This index file creates the form—that means it creates the structure where a user can input a value for the url and click a button. It is also the place where a user can see why they are on the page (Submit a link for their Google Meet):

<!DOCTYPE html>
<html>
    <head>
        <title> Meeting Bot Joiner</title>
        <link rel="stylesheet" href="style.css"/>
    </head>
    <body>
        <h1> Submit a link to your Google Meet</h1>
        <form id="meeting-form">
            <input type="text" id="url" placeholder="Insert your link here">
            <button type="submit">Submit</button>
        </form>
        <div id="status"></div>
        <script type="module" src="main.ts"></script>
    </body>
</html>

A form is useless if the information submitted goes nowhere so the following code allows us to pass something (the url) back to the backend so that some action (joining the meeting) can be taken. Now that we’ve got a basic frontend down, let’s move onto the backend so that we have a server up, giving the frontend something to talk to.

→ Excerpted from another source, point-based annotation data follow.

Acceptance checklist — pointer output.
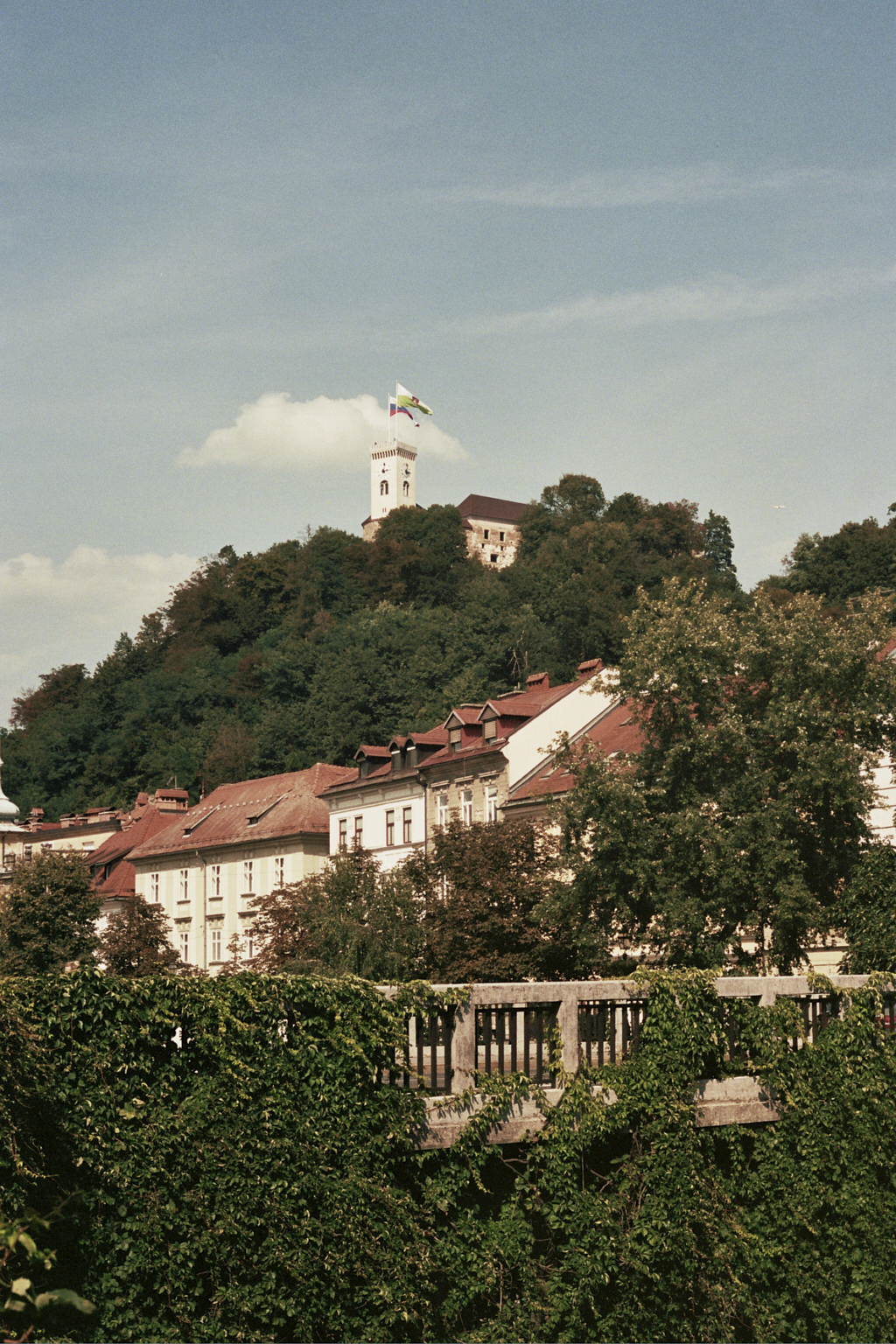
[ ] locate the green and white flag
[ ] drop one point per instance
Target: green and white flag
(409, 402)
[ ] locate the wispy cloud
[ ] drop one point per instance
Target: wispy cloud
(688, 186)
(276, 434)
(74, 609)
(725, 298)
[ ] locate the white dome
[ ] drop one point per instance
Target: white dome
(8, 810)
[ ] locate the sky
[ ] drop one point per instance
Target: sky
(648, 242)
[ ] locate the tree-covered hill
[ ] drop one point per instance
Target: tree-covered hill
(858, 558)
(270, 662)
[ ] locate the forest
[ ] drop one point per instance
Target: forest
(266, 663)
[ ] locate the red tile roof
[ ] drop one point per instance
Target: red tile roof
(251, 810)
(614, 734)
(486, 507)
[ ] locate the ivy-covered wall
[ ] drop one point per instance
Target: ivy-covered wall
(251, 1179)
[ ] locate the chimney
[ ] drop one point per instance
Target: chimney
(537, 682)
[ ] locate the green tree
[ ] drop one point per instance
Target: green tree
(47, 915)
(866, 912)
(136, 941)
(349, 918)
(484, 890)
(746, 809)
(719, 546)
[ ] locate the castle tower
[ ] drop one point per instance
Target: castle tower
(393, 483)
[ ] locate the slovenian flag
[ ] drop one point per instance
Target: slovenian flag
(401, 410)
(406, 401)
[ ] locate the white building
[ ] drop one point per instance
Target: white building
(242, 842)
(393, 483)
(464, 769)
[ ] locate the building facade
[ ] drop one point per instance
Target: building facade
(242, 842)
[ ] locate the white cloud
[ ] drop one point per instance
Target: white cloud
(276, 434)
(74, 611)
(728, 298)
(688, 186)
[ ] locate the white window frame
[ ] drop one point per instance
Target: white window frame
(491, 802)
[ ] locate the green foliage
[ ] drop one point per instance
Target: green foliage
(245, 1175)
(866, 912)
(482, 890)
(136, 940)
(270, 662)
(47, 914)
(856, 559)
(349, 918)
(747, 807)
(24, 1269)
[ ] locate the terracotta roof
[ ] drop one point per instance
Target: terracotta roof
(526, 704)
(615, 734)
(148, 824)
(433, 737)
(446, 757)
(484, 506)
(465, 714)
(254, 809)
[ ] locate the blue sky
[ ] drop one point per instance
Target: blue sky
(642, 241)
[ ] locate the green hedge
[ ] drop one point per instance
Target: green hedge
(253, 1180)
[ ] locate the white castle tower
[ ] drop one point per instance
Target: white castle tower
(393, 483)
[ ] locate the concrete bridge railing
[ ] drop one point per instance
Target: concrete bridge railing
(509, 1028)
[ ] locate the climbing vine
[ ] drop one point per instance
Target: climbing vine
(235, 1170)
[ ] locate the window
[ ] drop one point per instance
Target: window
(492, 802)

const form = document.getElementById('meeting-form') as HTMLInputElement
const input = document.getElementById('url') as HTMLInputElement
const statusElem = document.getElementById('status') as HTMLInputElement

form.addEventListener('submit', async (e) => {
    e.preventDefault()
    const url = input.value

    statusElem.innerText = "Submitting"
    try {
        const res = await fetch(`http://localhost:3000/submit-link`,{ 
            method: 'POST',
            headers: {'Content-Type': 'application/json'},
            body: JSON.stringify({url:url})
    })
    const inputText = await res.text()
    statusElem.innerText = inputText
}
    catch{
        statusElem.innerText = `Error occurred`
    }
})


  {
    margin: 0;
    padding: 0;
    box-sizing: border-box;
  }
  body {
    font-family: Arial, sans-serif;
    font-size: 16px;
    background-color: #f9f9f9;
    color: #333;
    line-height: 1.6;
    padding: 20px;
  }

  a {
    color: #007bff;
    text-decoration: none;
  }

  a:hover {
    text-decoration: underline;
  }

  h1, h2, h3, h4, h5, h6 {
    margin-bottom: 15px;
    color: #222;
  }

  p {
    margin-bottom: 15px;
  }

  button {
    padding: 10px 20px;
    background-color: #007bff;
    border: none;
    color: white;
    border-radius: 4px;
    cursor: pointer;
  }

  button:hover {
    background-color: #0056b3;
  }

  input, textarea, select {
    padding: 10px;
    margin-bottom: 15px;
    width: 100%;
    max-width: 400px;
    border: 1px solid #ccc;
    border-radius: 4px;
  }

  .container {
    max-width: 800px;
    margin: 0 auto;
  }

🛠️ Step 3: Building the entry to the backend

I’ll always start with a server.ts file when building a basic project like this. In the server.ts file I will plop all of my middleware—everything coming into and out of the backend must pass through middleware like the toll. In the case of many simply designed projects like this one you can cheat a bit and think of any instance where app.use() exists as middleware. Here CORS handles our cross-origin requests (allowing traffic from ports that are not the port the backend is running on), express.json() parses the JSON being passed, and

app.use((req, _, next) => {
    console.log(`[${req.method}] ${req.url}`);
    next();
  });

handles the logging.

At the end of this code block you’ll see app.listen() that tells our server what port to listen on. In this case, 3000. That way when traffic from the frontend is sent to port 3000, as specified here: http://localhost:3000/submit-link the backend is ready to receive requests and action them.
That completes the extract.